Enrico introduced me to Richard Brautigan in mid-January and it surprised Enrico when I told the table that I had written a term paper on him the year before as a sophomore in high school. That is when Enrico stopped wanting me, for the turn on was that I knew nothing and now that I revealed myself I would have to pay for my own damn sandwich. I knew Brautigan's poetry by heart and when I spoke Richard became enamored. Richard was drunk, despondent, and disillusioned but I was a devoted fan.

So that is how I met Richard Brautigan. I later met Kathey Acker as my teacher at the San Francisco Art Institute, who introduced me to Gregory Corso, who introduced me to Bukowski at Brautigan's funeral.

The Brautigan issue with Bukowski was that I became pregnant with Richard and had an emotionally, highly charged, dramatic illegal abortion in Mexico. A conflict and an intimacy that Charles grew envious and jealous of as his feelings for me deepened. The fact that I actually read Brautigan and never read Bukowski made matters worse. So now you know. I had an affair with Bukowski and never read any of his goddamn books (112).

Whether McClure's reference speaks to Finley's alleged abortion with Brautigan, or whether it is a reference to a second alleged abortion, is uncertain. Finley's reference to an abortion with Brautigan seems unlikely. First, Finley claims she met Brautigan in mid-January 1971, and therefore the abortion she alleges sharing with Brautigan would have been after this date. Of note: Finley, born in 1956, would have been 15 when she met Brautigan. Finally, Brautigan wrote The Abortion in the mid-1960s, well before Finley claims to have first met him. For these reasons it seems unlikely that an alleged abortion shared with Finley could have had a direct influence on the writing of the novel.

Brautigan's notebooks record his trip to Tijuana, Mexico, where he collected notes that were used in the writing of this novel.
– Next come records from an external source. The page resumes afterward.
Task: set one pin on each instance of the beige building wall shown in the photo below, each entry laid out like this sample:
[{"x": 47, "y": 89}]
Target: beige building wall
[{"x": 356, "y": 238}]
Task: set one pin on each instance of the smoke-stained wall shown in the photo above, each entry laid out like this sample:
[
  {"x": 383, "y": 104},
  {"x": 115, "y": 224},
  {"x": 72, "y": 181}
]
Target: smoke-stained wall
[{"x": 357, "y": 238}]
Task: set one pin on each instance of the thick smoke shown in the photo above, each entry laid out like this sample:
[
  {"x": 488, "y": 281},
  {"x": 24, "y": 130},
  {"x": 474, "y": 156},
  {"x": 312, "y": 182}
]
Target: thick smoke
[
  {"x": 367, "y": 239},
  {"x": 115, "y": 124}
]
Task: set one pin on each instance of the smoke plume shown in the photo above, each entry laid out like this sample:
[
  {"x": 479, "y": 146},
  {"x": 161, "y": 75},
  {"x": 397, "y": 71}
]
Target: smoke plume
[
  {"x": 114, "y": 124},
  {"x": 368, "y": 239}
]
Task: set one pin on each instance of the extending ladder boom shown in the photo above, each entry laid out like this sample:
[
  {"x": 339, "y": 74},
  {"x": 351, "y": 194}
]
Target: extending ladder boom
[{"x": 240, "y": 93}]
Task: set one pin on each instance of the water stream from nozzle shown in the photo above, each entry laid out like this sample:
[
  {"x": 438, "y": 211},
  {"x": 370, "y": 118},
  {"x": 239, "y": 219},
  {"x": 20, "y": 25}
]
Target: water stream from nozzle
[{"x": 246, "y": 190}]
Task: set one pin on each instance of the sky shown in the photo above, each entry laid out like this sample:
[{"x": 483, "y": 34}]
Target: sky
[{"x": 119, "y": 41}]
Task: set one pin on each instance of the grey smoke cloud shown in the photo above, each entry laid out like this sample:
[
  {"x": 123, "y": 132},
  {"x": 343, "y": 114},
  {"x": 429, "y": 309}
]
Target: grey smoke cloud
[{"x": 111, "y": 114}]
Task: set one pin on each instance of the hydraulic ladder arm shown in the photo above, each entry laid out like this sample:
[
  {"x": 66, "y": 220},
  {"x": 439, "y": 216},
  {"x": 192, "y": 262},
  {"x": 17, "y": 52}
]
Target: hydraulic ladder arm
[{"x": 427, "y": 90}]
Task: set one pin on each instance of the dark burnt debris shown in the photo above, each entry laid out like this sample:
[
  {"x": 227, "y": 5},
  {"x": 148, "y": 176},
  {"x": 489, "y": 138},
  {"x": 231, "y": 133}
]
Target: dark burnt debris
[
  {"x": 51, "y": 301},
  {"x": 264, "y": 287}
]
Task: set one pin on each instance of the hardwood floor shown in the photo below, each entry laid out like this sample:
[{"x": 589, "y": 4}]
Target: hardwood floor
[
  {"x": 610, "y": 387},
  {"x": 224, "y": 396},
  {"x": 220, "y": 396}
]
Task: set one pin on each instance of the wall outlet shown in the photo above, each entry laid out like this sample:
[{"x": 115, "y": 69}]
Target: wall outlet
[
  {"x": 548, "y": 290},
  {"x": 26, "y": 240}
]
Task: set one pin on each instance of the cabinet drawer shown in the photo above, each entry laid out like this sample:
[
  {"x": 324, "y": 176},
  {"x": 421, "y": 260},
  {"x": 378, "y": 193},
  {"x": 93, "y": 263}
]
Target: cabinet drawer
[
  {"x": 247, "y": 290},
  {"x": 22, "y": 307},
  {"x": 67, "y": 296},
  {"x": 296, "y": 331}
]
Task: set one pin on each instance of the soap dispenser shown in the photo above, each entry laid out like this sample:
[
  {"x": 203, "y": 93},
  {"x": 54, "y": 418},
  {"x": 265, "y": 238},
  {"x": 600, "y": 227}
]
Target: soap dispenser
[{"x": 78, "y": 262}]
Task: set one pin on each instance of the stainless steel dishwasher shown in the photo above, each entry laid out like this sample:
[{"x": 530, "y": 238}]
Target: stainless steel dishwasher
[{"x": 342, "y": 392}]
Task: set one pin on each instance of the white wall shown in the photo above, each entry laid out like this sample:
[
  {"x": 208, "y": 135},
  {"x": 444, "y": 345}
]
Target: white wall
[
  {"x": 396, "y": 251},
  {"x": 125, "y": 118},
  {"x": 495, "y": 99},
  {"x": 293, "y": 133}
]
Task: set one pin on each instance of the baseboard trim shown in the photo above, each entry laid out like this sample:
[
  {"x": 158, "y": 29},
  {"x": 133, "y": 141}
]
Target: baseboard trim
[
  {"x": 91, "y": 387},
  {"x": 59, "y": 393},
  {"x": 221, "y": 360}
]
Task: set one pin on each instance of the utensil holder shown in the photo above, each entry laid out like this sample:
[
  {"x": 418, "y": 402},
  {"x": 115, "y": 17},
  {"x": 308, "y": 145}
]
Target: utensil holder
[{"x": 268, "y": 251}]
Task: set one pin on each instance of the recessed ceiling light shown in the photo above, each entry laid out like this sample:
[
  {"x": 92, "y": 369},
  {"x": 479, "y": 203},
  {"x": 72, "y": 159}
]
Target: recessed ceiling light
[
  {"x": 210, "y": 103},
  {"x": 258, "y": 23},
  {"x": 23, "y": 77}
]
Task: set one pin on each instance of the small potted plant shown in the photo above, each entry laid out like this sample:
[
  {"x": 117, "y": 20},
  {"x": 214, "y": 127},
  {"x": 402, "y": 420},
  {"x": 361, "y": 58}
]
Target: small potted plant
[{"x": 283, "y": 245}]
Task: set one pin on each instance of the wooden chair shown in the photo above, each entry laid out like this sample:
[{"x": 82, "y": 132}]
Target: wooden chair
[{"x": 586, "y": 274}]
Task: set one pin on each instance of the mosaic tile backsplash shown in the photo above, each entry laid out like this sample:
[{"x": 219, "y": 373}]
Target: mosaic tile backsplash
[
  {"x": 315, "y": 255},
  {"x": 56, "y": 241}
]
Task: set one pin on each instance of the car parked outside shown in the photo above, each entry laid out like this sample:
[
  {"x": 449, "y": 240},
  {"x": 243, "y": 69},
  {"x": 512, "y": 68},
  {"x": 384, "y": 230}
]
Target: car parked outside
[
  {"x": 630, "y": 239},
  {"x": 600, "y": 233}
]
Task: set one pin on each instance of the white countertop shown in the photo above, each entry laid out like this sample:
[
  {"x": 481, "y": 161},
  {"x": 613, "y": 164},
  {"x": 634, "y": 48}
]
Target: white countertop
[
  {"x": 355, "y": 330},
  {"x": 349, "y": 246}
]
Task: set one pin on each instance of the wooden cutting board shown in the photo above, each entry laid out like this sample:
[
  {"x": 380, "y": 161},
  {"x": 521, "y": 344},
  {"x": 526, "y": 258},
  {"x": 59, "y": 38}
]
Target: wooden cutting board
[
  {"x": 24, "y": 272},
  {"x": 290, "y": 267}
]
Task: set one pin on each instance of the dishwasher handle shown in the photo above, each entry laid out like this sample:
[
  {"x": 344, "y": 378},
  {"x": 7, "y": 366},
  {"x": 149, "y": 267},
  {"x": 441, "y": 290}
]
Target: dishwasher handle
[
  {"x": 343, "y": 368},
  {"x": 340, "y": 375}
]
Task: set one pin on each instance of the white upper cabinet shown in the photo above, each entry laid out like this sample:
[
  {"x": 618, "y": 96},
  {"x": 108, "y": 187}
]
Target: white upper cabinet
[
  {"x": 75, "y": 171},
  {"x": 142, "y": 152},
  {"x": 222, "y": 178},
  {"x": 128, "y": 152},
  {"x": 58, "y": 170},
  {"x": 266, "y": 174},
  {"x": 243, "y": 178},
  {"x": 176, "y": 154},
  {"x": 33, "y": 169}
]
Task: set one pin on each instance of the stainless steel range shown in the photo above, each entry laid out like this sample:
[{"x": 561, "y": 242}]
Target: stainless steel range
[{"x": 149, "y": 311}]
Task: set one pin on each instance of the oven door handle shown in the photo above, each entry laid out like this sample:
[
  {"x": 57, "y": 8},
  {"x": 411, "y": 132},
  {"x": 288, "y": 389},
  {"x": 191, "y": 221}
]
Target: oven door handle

But, despite these notes, and the references noted above, no evidence has been found that Brautigan actually participated in an abortion with anyone.

Dedication

Frank [Curtin]:
come on in —
    read novel —
    it's on table
    in front room.
I'll be back
    in about
    two hours.
              Richard

After moving into his apartment at 2546 Geary Boulevard, summer 1966, Brautigan asked his neighbor, Lois Weber, wife of photographer Erik Weber to leave a note for Frank Curtin who planned to visit the apartment and read the manuscript of Brautigan's new novel. She pinned a note to Brautigan's front door. When he returned to his apartment, Brautigan found the note still pinned to the front door. He removed it, and typed it verbatim into his manuscript as the dedication, another example of his use of found art in his writing. Brautigan later used the dedication page from the manuscript as a thank you note to Lois Weber.